Une décision est arbitraire, donc contraire à cette dernière
disposition,
lorsqu'elle viole gravement une norme ou un principe juridique clair
et
indiscuté, ou contredit d'une manière choquante le sentiment de la
justice et
de l'équité. Le Tribunal fédéral ne s'écarte de la solution retenue
par
l'autorité cantonale de dernière instance que si sa décision apparaît
insoutenable, en contradiction manifeste avec la situation effective,
adoptée
sans motifs objectifs ou en violation d'un droit certain. En outre,
il ne
suffit pas que les motifs de la décision soient insoutenables; encore
faut-il
que celle-ci soit arbitraire dans son résultat. A cet égard, il ne
suffit pas
non plus qu'une solution différente de celle retenue par l'autorité
cantonale
puisse être tenue pour également concevable, ou apparaisse même
préférable
(ATF 128 II 259 consid. 5 p. 280/281; 127 I 54 consid. 2b p. 56; voir
aussi
ATF 128 I 177 consid. 2.1 p. 182; 126 I 168 consid. 3a p. 170).

3.
Aux termes de l'art. 98 al. 1 de la loi genevoise sur l'organisation
judiciaire (OJ gen.), toute récusation est proposée par requête
signée de la
partie ou de son avocat, ou d'un représentant autorisé par la loi.
L'art. 23
CPP gen. dispose, par ailleurs, que le Procureur général, la partie
civile et
l'inculpé ont qualité de partie au procès pénal. Le Collège des juges
d'instruction retient que la recourante, faute d'être partie selon
cette
seconde disposition, ne l'est pas non plus selon la première, et
qu'elle
n'est donc pas habilitée à demander une récusation.
Ce syllogisme est formellement exact et la recourante ne le conteste
pas.
Elle le tient cependant pour incompatible avec le sens et le but des
dispositions en cause, et gravement contraire à l'équité. Elle juge
inadmissible d'être privée de toute possibilité d'obtenir,
éventuellement, la
récusation du magistrat qu'elle soupçonne de partialité, alors
qu'elle subit
l'enquête pénale et que celle-ci, à son avis, compromet des secrets
d'affaire
dont la préservation est essentielle à la confiance de ses clients,
et lui
cause ainsi un grave préjudice.
A l'appui de son argumentation, la recourante tente de mettre en
évidence des
démarches du Juge d'instruction qui, à première vue, ne correspondent
pas au
cadre de la procédure défini par la loi. Ainsi, elle fait valoir que
le
rapport d'expertise et son complément sont des éléments du dossier
d'enquête
qui était en principe secret jusqu'à une éventuelle inculpation (art.
131,
142 al. 1 CPP gen.), et qu'ils ont néanmoins été communiqués à des
personnes
qui, au surplus, n'auraient pas qualité pour les recevoir même dans
une étape
ultérieure de la procédure. Le Tribunal fédéral n'a cependant pas à
contrôler
la régularité de l'enquête, en particulier la validité des motifs
avancés par
le Juge d'instruction.

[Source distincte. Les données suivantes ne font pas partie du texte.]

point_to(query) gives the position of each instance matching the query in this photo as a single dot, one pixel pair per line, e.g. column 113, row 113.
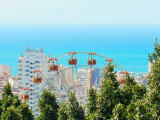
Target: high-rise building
column 89, row 77
column 26, row 65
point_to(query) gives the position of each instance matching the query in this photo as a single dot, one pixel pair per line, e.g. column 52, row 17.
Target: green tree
column 25, row 111
column 11, row 106
column 92, row 101
column 111, row 75
column 142, row 109
column 70, row 110
column 48, row 106
column 75, row 111
column 92, row 104
column 131, row 91
column 63, row 111
column 118, row 112
column 156, row 53
column 108, row 97
column 11, row 114
column 153, row 94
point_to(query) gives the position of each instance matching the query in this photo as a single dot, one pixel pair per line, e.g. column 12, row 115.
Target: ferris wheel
column 84, row 69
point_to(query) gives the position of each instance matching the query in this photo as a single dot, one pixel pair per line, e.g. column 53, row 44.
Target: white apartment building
column 149, row 66
column 26, row 65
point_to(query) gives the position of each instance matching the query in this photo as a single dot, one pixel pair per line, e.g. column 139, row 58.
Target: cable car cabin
column 122, row 80
column 53, row 67
column 24, row 97
column 91, row 62
column 37, row 80
column 72, row 61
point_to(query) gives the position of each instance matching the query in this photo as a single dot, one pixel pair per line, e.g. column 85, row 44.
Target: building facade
column 26, row 65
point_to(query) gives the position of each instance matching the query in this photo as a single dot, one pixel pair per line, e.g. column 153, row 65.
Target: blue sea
column 128, row 45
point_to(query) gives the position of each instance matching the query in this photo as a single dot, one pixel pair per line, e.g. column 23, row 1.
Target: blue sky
column 80, row 12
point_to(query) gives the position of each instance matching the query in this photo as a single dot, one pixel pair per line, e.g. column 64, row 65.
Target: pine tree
column 118, row 112
column 11, row 106
column 92, row 101
column 48, row 106
column 131, row 91
column 63, row 111
column 75, row 111
column 108, row 97
column 156, row 53
column 92, row 104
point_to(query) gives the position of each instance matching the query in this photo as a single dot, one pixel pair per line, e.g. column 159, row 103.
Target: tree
column 11, row 114
column 92, row 101
column 156, row 53
column 131, row 91
column 48, row 106
column 142, row 109
column 25, row 111
column 63, row 111
column 118, row 112
column 110, row 75
column 92, row 104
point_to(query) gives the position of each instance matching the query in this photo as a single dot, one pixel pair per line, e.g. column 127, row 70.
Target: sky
column 80, row 12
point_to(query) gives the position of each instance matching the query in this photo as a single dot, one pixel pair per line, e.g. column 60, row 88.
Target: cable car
column 37, row 80
column 122, row 80
column 53, row 67
column 72, row 61
column 24, row 97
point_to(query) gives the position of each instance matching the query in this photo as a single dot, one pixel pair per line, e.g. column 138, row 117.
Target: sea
column 128, row 45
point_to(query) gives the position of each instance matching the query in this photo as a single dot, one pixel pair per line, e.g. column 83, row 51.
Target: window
column 26, row 74
column 37, row 62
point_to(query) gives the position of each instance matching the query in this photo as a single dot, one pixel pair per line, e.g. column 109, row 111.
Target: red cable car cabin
column 91, row 62
column 24, row 97
column 122, row 80
column 72, row 61
column 53, row 67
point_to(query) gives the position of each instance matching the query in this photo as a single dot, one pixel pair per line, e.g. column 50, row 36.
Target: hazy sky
column 80, row 12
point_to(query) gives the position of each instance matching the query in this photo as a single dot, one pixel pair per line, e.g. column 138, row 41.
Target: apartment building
column 26, row 65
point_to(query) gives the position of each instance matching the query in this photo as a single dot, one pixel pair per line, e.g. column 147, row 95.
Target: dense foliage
column 12, row 108
column 48, row 106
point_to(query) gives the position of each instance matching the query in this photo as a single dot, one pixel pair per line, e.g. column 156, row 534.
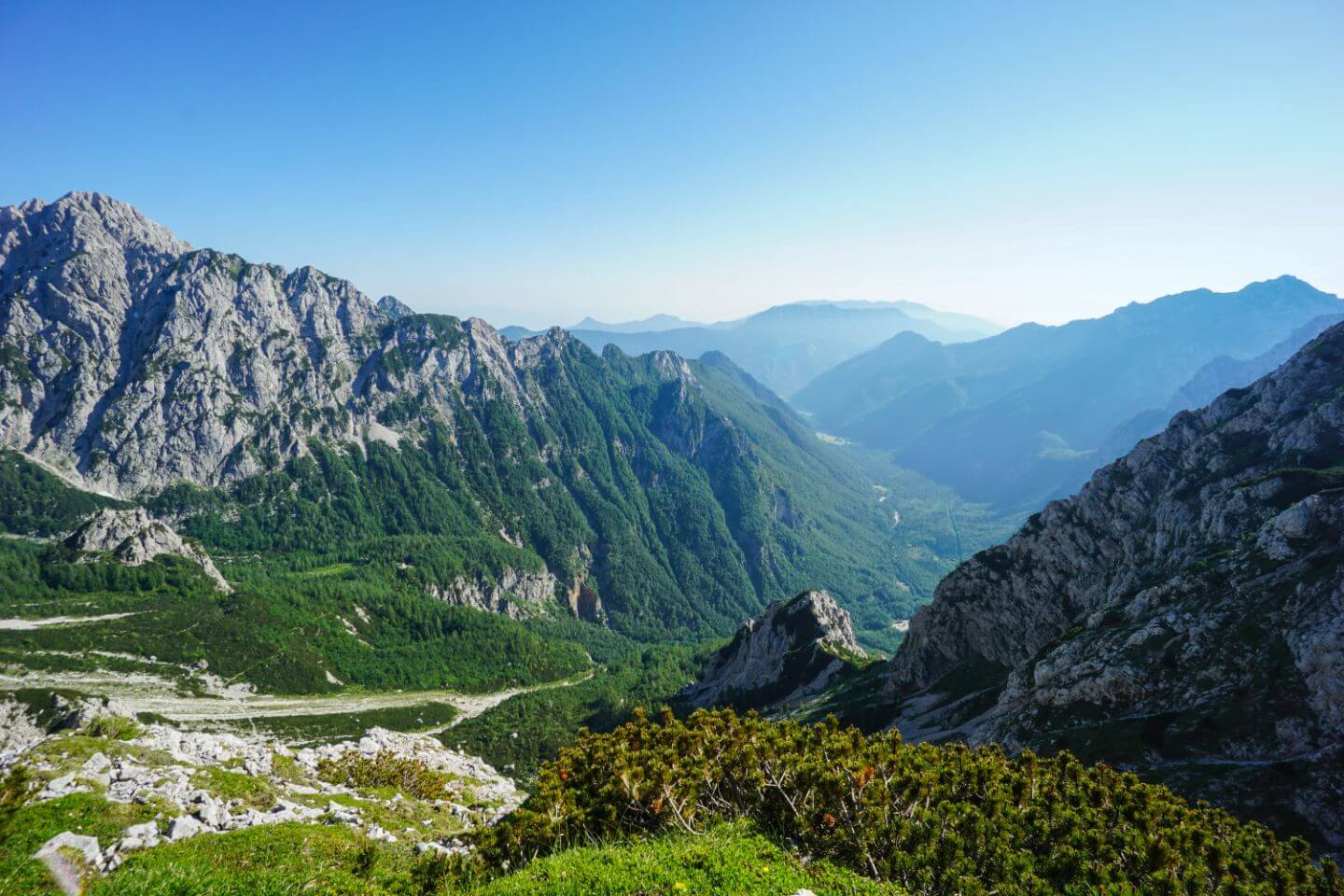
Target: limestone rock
column 516, row 593
column 134, row 538
column 794, row 651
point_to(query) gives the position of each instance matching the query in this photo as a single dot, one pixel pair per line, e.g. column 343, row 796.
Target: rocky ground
column 393, row 786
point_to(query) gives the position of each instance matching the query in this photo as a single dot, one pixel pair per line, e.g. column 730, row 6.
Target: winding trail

En effet, il n'est de toute manière pas
arbitraire
d'interpréter l'art. 98 al. 1 OJ gen. selon son texte et, par
conséquent, de
lire cette disposition en rapport avec l'art. 23 CPP gen. Au
demeurant,
S.________, personne morale, ne pouvait être inculpée et ne s'est pas
constituée partie civile. Elle n'a dès lors pas qualité de partie, ce
qu'elle
pouvait reconnaître d'emblée, d'autant qu'elle est assistée d'un
mandataire
professionnel. La décision attaquée échappe ainsi au grief tiré des
art. 9 et
29 Cst.

4.
Une autre des garanties conférées par l'art. 29 al. 1 Cst. consiste
dans le
droit d'exiger, en principe, la récusation d'un juge d'instruction
dont la
situation ou le comportement est de nature à faire naître un doute
sur son
impartialité (ATF 127 I 196 consid. 2b p. 198, 125 I 119 consid. 3b
p. 123).
Jusqu'à présent, le Tribunal fédéral n'a pas examiné s'il existe au
surplus,
conformément à l'argumentation de la recourante, un droit d'accès à
une
procédure cantonale de récusation. On peut renoncer à cet examen
aussi dans
la présente affaire car, de toute évidence, un tel droit n'est
garanti, le
cas échéant, qu'à une partie à l'affaire en cause; or, on a vu qu'en
l'espèce, il n'est pas arbitraire de dénier cette qualité de partie à
la
recourante.

5.
La recourante qui succombe doit acquitter l'émolument judiciaire.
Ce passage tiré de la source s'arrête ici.